24 Mart 1937 tarihinde, tezkîre edebiyatının ünlü şairi Âşık Çelebi tarafından “Şairler ocağı” olarak adlandırılan, Kosova Prizren’de dünyaya gelen Nusret Dişo Ülkü, Balkan Türk Edebiyatı’nın mümtaz şahsiyetlerinden biri olarak, çok sayıda kıymetli esere imza atmış; seksen beş yıllık ömrünü, büyük bir aşk ve tutkuyla bağlı olduğu, Türk Dili ve Edebiyatı’na adamıştır.
Türkçe birçok şiir, hikaye ve çeviri kitapları yayımlayan Nusret Dişo Ülkü; Naim Şaban, Hasan Mercan ve Aziz Buş gibi önemli edebiyatçılar ile birlikte “İkinci Dünya Savaşı Sonrası Kosova Çağdaş Türk Edebiyatı”nın, kurucu yazar kadrosu arasında yer alarak; Türk dilinin, Balkan Coğrafyası’nda yaygınlaşması adına çok önemli bir misyon üstlenmiştir.
Daha çocuk denilebilecek yaşlarda, Türkçe şiirler yazmaya başlayan usta edebiyatçı, ilk ve ortaöğrenimini doğum yeri Prizren’ de tamamladıktan sonra, 1956 yılında “Prizren Eğitim Enstitüsü ”ne girmiş ve burada iki yıl boyunca pedagoji eğitimi almıştır. Enstitüdeki eğitimini yarıda bırakan Nusret Ülkü, kısa bir süre öğretmenlik yapıp, 1964 yılında Kuzey Makedonya’nın başkenti Üsküp’e giderek; buradaki önemli edebiyat çevreleriyle tanışma imkanı bulmuştur.

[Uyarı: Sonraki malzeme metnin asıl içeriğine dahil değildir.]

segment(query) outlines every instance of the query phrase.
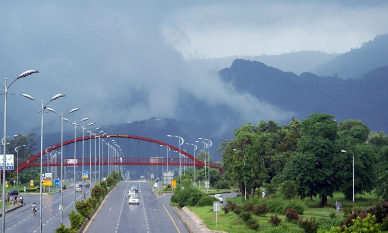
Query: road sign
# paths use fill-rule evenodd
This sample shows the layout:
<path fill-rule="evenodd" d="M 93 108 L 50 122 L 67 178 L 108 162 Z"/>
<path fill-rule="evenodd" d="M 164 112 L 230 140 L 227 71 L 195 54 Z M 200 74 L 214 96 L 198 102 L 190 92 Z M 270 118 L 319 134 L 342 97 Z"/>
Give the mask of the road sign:
<path fill-rule="evenodd" d="M 4 166 L 4 159 L 3 156 L 0 156 L 0 169 L 2 170 Z M 14 155 L 5 155 L 5 170 L 14 169 Z"/>
<path fill-rule="evenodd" d="M 87 170 L 85 170 L 83 171 L 82 173 L 82 178 L 87 178 L 89 176 L 89 171 Z"/>

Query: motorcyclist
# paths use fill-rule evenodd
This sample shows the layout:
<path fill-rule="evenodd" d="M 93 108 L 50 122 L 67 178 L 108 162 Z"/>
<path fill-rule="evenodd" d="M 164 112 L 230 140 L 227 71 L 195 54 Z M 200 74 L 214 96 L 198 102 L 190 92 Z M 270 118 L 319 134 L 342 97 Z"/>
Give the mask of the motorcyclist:
<path fill-rule="evenodd" d="M 32 212 L 34 213 L 36 212 L 36 204 L 35 202 L 32 204 Z"/>

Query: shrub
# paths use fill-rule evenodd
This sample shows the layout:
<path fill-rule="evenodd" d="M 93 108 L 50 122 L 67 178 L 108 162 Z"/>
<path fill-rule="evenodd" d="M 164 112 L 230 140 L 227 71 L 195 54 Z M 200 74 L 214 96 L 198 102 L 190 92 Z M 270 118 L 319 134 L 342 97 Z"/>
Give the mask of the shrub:
<path fill-rule="evenodd" d="M 78 231 L 76 230 L 72 230 L 66 227 L 66 226 L 61 223 L 56 229 L 54 230 L 56 233 L 77 233 Z"/>
<path fill-rule="evenodd" d="M 306 233 L 316 233 L 319 228 L 319 223 L 315 222 L 316 218 L 312 216 L 305 220 L 299 219 L 299 226 L 302 228 Z"/>
<path fill-rule="evenodd" d="M 240 205 L 236 205 L 236 206 L 234 207 L 233 211 L 235 214 L 236 214 L 237 215 L 239 215 L 242 211 L 242 208 L 241 208 L 241 206 L 240 206 Z"/>
<path fill-rule="evenodd" d="M 327 220 L 327 221 L 322 223 L 319 228 L 322 230 L 329 231 L 330 230 L 331 227 L 338 227 L 342 226 L 342 222 L 343 221 L 343 218 L 331 218 Z"/>
<path fill-rule="evenodd" d="M 252 212 L 255 207 L 255 205 L 252 202 L 246 202 L 242 205 L 242 210 L 247 212 Z"/>
<path fill-rule="evenodd" d="M 288 208 L 286 211 L 286 220 L 289 222 L 293 222 L 294 223 L 299 220 L 299 216 L 298 215 L 298 211 L 292 208 Z"/>
<path fill-rule="evenodd" d="M 249 212 L 242 211 L 240 214 L 240 216 L 245 222 L 252 218 L 252 215 Z"/>
<path fill-rule="evenodd" d="M 214 201 L 218 201 L 218 199 L 211 196 L 205 195 L 202 197 L 197 203 L 197 206 L 213 206 Z"/>
<path fill-rule="evenodd" d="M 287 226 L 280 225 L 277 227 L 267 227 L 262 233 L 294 233 L 293 231 L 290 230 Z"/>
<path fill-rule="evenodd" d="M 271 219 L 270 219 L 270 223 L 272 224 L 273 226 L 277 226 L 282 222 L 282 219 L 277 216 L 277 215 L 275 215 L 275 216 L 271 215 Z"/>
<path fill-rule="evenodd" d="M 260 205 L 255 206 L 252 210 L 252 213 L 257 216 L 262 217 L 268 214 L 269 212 L 270 209 L 268 208 L 268 206 L 267 206 L 267 202 L 264 202 Z"/>
<path fill-rule="evenodd" d="M 70 219 L 70 228 L 72 229 L 79 230 L 85 222 L 85 217 L 79 213 L 74 213 L 74 210 L 72 209 L 67 214 Z"/>
<path fill-rule="evenodd" d="M 259 224 L 258 221 L 253 218 L 251 218 L 246 221 L 245 229 L 257 231 L 259 227 L 260 227 L 260 225 Z"/>
<path fill-rule="evenodd" d="M 388 201 L 383 200 L 378 204 L 367 209 L 366 211 L 376 217 L 378 223 L 382 223 L 383 220 L 388 216 Z"/>

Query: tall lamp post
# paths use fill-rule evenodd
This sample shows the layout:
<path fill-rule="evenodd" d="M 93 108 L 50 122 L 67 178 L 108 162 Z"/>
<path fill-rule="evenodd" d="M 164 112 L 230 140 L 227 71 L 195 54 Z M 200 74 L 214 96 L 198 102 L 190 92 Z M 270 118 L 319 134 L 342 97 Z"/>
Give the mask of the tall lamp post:
<path fill-rule="evenodd" d="M 342 153 L 352 153 L 353 156 L 353 206 L 355 206 L 355 154 L 352 152 L 348 152 L 345 150 L 341 150 Z"/>
<path fill-rule="evenodd" d="M 197 150 L 197 145 L 195 144 L 189 144 L 186 143 L 186 145 L 192 145 L 194 146 L 194 183 L 195 184 L 195 186 L 196 186 L 197 183 L 195 183 L 195 169 L 196 167 L 195 167 L 195 150 Z"/>
<path fill-rule="evenodd" d="M 63 159 L 63 154 L 64 154 L 64 121 L 69 121 L 69 120 L 65 118 L 66 116 L 68 115 L 69 114 L 71 113 L 74 113 L 74 112 L 79 110 L 79 108 L 73 108 L 73 109 L 70 110 L 68 113 L 66 113 L 65 116 L 64 116 L 64 113 L 61 113 L 61 116 L 57 113 L 56 112 L 53 111 L 53 112 L 55 113 L 58 116 L 60 117 L 61 117 L 61 180 L 60 181 L 59 183 L 60 185 L 60 188 L 62 189 L 63 189 L 64 184 L 63 182 L 63 169 L 64 169 L 64 159 Z M 62 190 L 63 191 L 63 190 Z M 64 206 L 64 192 L 61 192 L 61 204 L 60 205 L 60 212 L 61 212 L 61 223 L 63 222 L 64 219 L 64 214 L 63 214 L 63 210 L 62 208 L 63 208 Z"/>
<path fill-rule="evenodd" d="M 209 190 L 210 190 L 210 147 L 211 146 L 211 145 L 212 144 L 212 143 L 211 142 L 211 141 L 209 139 L 207 139 L 206 138 L 202 139 L 202 138 L 199 138 L 198 139 L 200 139 L 200 140 L 206 140 L 206 141 L 208 141 L 208 145 L 209 146 L 208 147 L 208 164 L 209 165 L 209 166 L 208 166 L 209 167 L 208 167 L 208 172 L 209 175 L 208 176 L 208 179 L 209 179 L 209 185 L 208 185 L 208 188 L 209 188 Z M 206 155 L 206 153 L 205 154 L 205 156 Z"/>
<path fill-rule="evenodd" d="M 19 187 L 19 150 L 18 148 L 21 147 L 25 147 L 26 145 L 23 146 L 17 146 L 15 148 L 15 151 L 16 151 L 17 157 L 16 159 L 16 189 Z"/>
<path fill-rule="evenodd" d="M 233 149 L 233 150 L 235 151 L 240 151 L 244 155 L 244 167 L 245 168 L 245 153 L 243 152 L 241 150 L 238 150 Z M 245 173 L 244 173 L 244 196 L 245 197 L 245 200 L 246 200 L 246 183 L 245 183 Z"/>
<path fill-rule="evenodd" d="M 8 89 L 10 88 L 11 85 L 16 82 L 16 80 L 18 79 L 24 78 L 25 77 L 27 77 L 30 75 L 34 73 L 39 73 L 39 71 L 37 70 L 34 70 L 33 69 L 31 69 L 30 70 L 27 70 L 27 71 L 23 72 L 18 76 L 17 78 L 15 79 L 9 85 L 7 85 L 7 78 L 5 78 L 5 85 L 2 86 L 3 88 L 4 88 L 4 137 L 3 139 L 4 140 L 4 154 L 3 154 L 3 161 L 5 161 L 6 160 L 6 153 L 5 153 L 5 148 L 6 144 L 6 131 L 7 131 L 7 95 L 8 94 Z M 2 224 L 1 224 L 1 233 L 4 233 L 5 232 L 5 166 L 3 166 L 3 185 L 2 185 L 2 198 L 1 199 L 2 200 L 2 203 L 1 204 L 2 207 L 2 215 L 1 215 L 1 219 L 2 219 Z"/>
<path fill-rule="evenodd" d="M 84 118 L 81 121 L 80 123 L 82 122 L 85 121 L 85 120 L 87 120 L 89 119 L 89 118 Z M 77 127 L 78 126 L 78 124 L 77 123 L 77 121 L 75 121 L 72 122 L 72 124 L 74 125 L 74 211 L 76 210 L 76 140 L 77 138 L 76 135 L 77 135 Z M 83 138 L 82 138 L 83 139 Z M 83 185 L 82 185 L 83 186 Z"/>
<path fill-rule="evenodd" d="M 56 100 L 56 99 L 58 99 L 59 98 L 61 98 L 61 97 L 65 97 L 65 95 L 64 95 L 63 94 L 57 94 L 57 95 L 54 96 L 54 97 L 53 98 L 52 98 L 51 100 L 50 100 L 50 101 L 48 102 L 48 103 L 46 103 L 45 105 L 43 105 L 43 100 L 42 100 L 42 105 L 41 105 L 39 103 L 38 103 L 38 102 L 36 102 L 36 101 L 35 100 L 35 99 L 33 99 L 33 98 L 31 96 L 29 96 L 29 95 L 27 95 L 26 94 L 23 94 L 22 95 L 22 96 L 24 96 L 24 97 L 25 97 L 25 98 L 26 98 L 27 99 L 29 99 L 31 100 L 33 100 L 35 103 L 36 103 L 36 104 L 38 104 L 38 105 L 39 105 L 39 107 L 40 107 L 40 112 L 41 113 L 41 127 L 40 127 L 40 151 L 41 151 L 40 152 L 40 153 L 41 153 L 41 154 L 40 154 L 40 157 L 41 157 L 40 158 L 41 158 L 41 159 L 40 159 L 40 175 L 39 176 L 40 176 L 40 191 L 39 191 L 39 201 L 40 201 L 40 203 L 39 203 L 39 224 L 40 224 L 40 225 L 39 225 L 39 233 L 42 233 L 42 213 L 43 212 L 42 209 L 42 200 L 43 200 L 43 199 L 42 199 L 42 184 L 43 184 L 43 183 L 42 183 L 42 181 L 42 181 L 42 173 L 43 173 L 43 160 L 42 159 L 42 152 L 43 152 L 43 113 L 45 112 L 45 109 L 46 109 L 46 110 L 48 110 L 48 111 L 49 111 L 50 112 L 52 112 L 53 113 L 55 113 L 55 111 L 53 109 L 47 107 L 47 105 L 48 104 L 48 103 L 49 103 L 50 102 L 51 102 L 51 101 L 54 100 Z M 5 146 L 4 146 L 4 148 L 5 148 Z M 61 156 L 62 156 L 62 155 L 61 155 Z M 4 210 L 4 209 L 3 209 L 3 210 Z M 62 214 L 61 214 L 61 215 L 62 215 Z"/>
<path fill-rule="evenodd" d="M 184 142 L 184 140 L 183 138 L 179 136 L 177 136 L 176 135 L 167 135 L 167 137 L 178 137 L 179 138 L 179 178 L 180 179 L 180 189 L 182 189 L 182 163 L 180 161 L 181 159 L 180 157 L 181 152 L 180 152 L 180 146 L 183 145 L 183 142 Z"/>

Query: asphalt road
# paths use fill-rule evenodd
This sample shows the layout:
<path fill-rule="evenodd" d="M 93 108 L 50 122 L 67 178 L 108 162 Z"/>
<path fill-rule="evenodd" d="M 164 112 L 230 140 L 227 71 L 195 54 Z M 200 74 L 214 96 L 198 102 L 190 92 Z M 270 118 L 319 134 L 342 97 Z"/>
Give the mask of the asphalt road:
<path fill-rule="evenodd" d="M 128 203 L 128 191 L 139 187 L 138 205 Z M 82 233 L 188 233 L 168 204 L 171 194 L 160 195 L 146 182 L 123 182 L 109 193 Z"/>
<path fill-rule="evenodd" d="M 86 197 L 90 195 L 90 189 L 85 188 Z M 70 225 L 70 220 L 67 214 L 74 208 L 74 187 L 68 187 L 63 193 L 63 223 L 66 226 Z M 78 200 L 82 200 L 82 193 L 76 193 L 76 198 Z M 39 194 L 19 194 L 24 199 L 25 205 L 16 209 L 5 215 L 6 232 L 39 232 Z M 60 203 L 59 193 L 50 195 L 43 195 L 42 199 L 42 231 L 43 233 L 52 233 L 59 226 L 61 215 L 59 211 Z M 38 211 L 33 214 L 31 211 L 32 203 L 36 203 Z"/>

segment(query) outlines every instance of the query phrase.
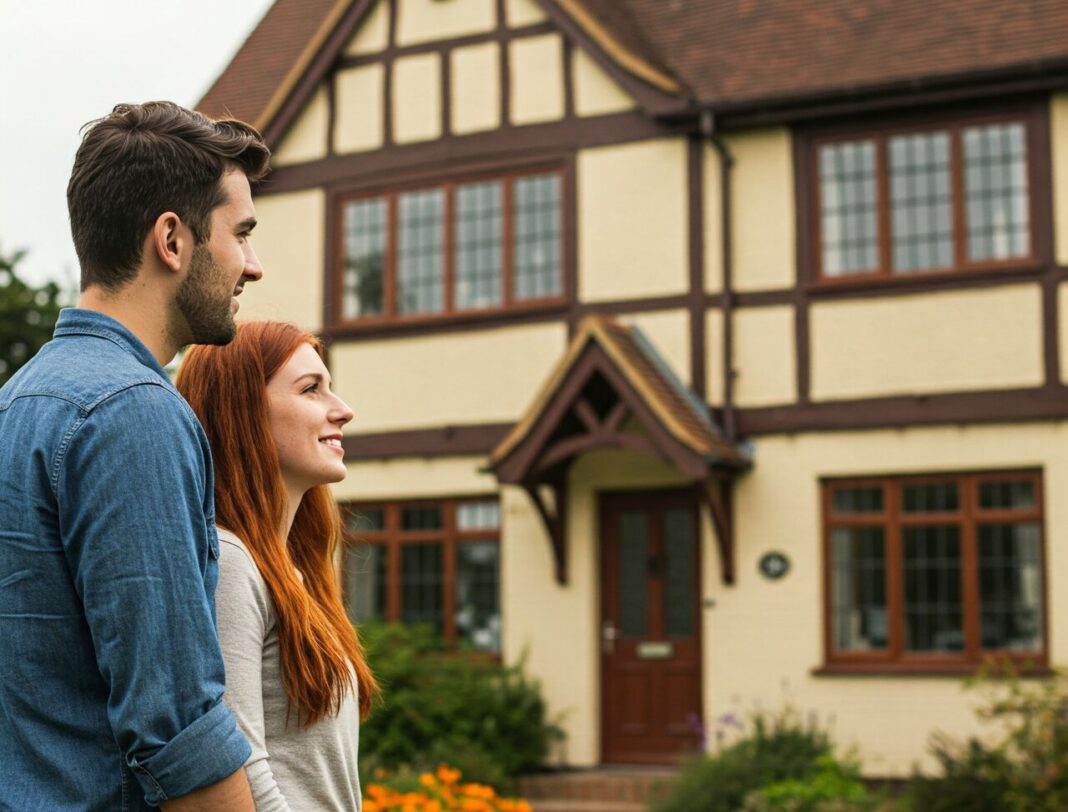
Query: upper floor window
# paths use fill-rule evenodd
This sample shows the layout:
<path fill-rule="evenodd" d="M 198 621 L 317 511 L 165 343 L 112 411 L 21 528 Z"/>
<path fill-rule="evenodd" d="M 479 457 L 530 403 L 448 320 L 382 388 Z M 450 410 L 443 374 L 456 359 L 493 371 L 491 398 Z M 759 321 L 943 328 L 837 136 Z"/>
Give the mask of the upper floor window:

Üsküp’te yayımlanan “Sevinç” ve “Tomurcuk” isimli çocuk dergilerinin yayın yönetmeni olan, kadim dostu Necati Zekeriya’nın desteği ve teşvikiyle, önce çeşitli çocuk dergilerinde, daha sonra ise “Üsküp Birlik“ gazetesinde görev yapan Nusret D. Ülkü; bu kuruluşlarda süreli yayınlar konusunda çok önemli deneyimler elde etmiştir.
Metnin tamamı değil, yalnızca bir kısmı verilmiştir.